Carlisle Tyre company asked to post $25M bond
Carlisle Tyre and Rubber (Free Zone Ltd) is being asked by the Industrial Court to post a bond in the sum of $25 million if the company wants the court to discharge an injunction brought by Labour Minister Lawrence Achong. The Minister has won the first round in an Industrial Court matter with the tyre and rubber company. On the Minister’s application on September 30, 2003, the Court granted ex-parte, an injunction placing certain restrictions on Carlisle Tyre which is involved in a dispute with its workers. Six weeks later, Carlisle Tyre applied to the court to have the injunction discharged. But in its decision on the company’s application, the court said it would be prepared to discharge the injunction if Carlisle Tyre would provide a bond in the sum of $25 million. It chose $25 million to facilitate damages which the court could award to the workers in the event that it holds that the company dismissed the workers contrary to the provisions of the Industrial Relations Act.
“Our preliminary guess of this figure is $25 million dollars,” said the court. More than 400 workers are involved. The injunction granted was in respect of the allegation by the Minister that Carlisle Tyre had been engaging in industrial action in the form of a lockout of the workers, contrary to the national interest. In granting the injunction, the Industrial Court had limited the assets of the company, and ordered that it be permitted to spend $25,000 per month on reasonable operating expenses. But in applying for relief, the company wanted the court to vary this amount to $325,000, plus all reasonable legal expenses. The company also wanted to be at liberty to enter a bond for the amount of the injunction, and indicated that on such bond being entered or other sufficient security being provided, the said injunction should be dissolved.

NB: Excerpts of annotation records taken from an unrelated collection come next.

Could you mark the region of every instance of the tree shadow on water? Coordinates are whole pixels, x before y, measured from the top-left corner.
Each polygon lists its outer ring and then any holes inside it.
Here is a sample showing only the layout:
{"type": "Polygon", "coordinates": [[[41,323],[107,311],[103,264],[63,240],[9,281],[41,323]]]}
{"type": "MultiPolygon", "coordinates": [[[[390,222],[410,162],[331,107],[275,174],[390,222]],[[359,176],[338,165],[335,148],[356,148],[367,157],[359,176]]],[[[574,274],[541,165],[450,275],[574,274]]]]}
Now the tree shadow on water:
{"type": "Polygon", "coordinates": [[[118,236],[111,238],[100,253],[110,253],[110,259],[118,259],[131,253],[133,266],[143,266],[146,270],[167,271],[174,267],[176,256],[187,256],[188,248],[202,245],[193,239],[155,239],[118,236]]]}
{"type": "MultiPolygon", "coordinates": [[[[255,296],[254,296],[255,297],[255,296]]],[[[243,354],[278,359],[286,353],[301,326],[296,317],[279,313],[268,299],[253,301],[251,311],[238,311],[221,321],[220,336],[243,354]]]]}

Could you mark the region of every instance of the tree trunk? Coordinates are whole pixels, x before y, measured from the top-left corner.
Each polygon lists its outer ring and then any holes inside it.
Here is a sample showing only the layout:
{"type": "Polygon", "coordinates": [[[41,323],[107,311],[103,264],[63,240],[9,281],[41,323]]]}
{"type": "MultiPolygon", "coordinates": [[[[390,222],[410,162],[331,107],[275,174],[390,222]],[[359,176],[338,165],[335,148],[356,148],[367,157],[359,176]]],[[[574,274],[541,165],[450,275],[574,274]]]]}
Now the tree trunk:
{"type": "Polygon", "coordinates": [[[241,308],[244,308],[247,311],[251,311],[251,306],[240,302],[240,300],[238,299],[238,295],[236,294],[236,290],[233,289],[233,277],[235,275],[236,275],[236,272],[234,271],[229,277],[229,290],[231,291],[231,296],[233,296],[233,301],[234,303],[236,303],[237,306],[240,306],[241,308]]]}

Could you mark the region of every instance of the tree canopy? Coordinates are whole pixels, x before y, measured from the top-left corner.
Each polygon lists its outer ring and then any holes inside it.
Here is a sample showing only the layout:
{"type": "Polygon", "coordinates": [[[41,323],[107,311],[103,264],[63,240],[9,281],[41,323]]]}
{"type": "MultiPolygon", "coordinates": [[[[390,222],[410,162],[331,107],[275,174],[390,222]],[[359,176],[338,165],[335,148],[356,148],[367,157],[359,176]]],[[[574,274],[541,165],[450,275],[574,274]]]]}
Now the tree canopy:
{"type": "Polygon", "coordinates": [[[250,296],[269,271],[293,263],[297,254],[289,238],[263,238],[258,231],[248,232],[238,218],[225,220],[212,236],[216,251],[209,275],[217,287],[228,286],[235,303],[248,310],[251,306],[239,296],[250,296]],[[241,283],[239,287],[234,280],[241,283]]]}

In an Order on Friday, the court decided that the balance of justice will be served by the injunction being continued in its original terms, except that it was prepared to allow $75,000 to be spent on operating expenses.
In its written decision, the court found that the Minister was acting selflessly in the performance of a public duty directly imposed by statute. “He was not asserting a proprietary claim of the State, but was seeking to enforce the law concerning industrial action in the national interest, and to protect the workers from the horrendous consequences of being without the opportunity of challenging the company’s decision to terminate their employment, thus leaving them without redress in circumstances in which the company had evinced a clear intention to terminate its operations and leave the jurisdiction,” said the court.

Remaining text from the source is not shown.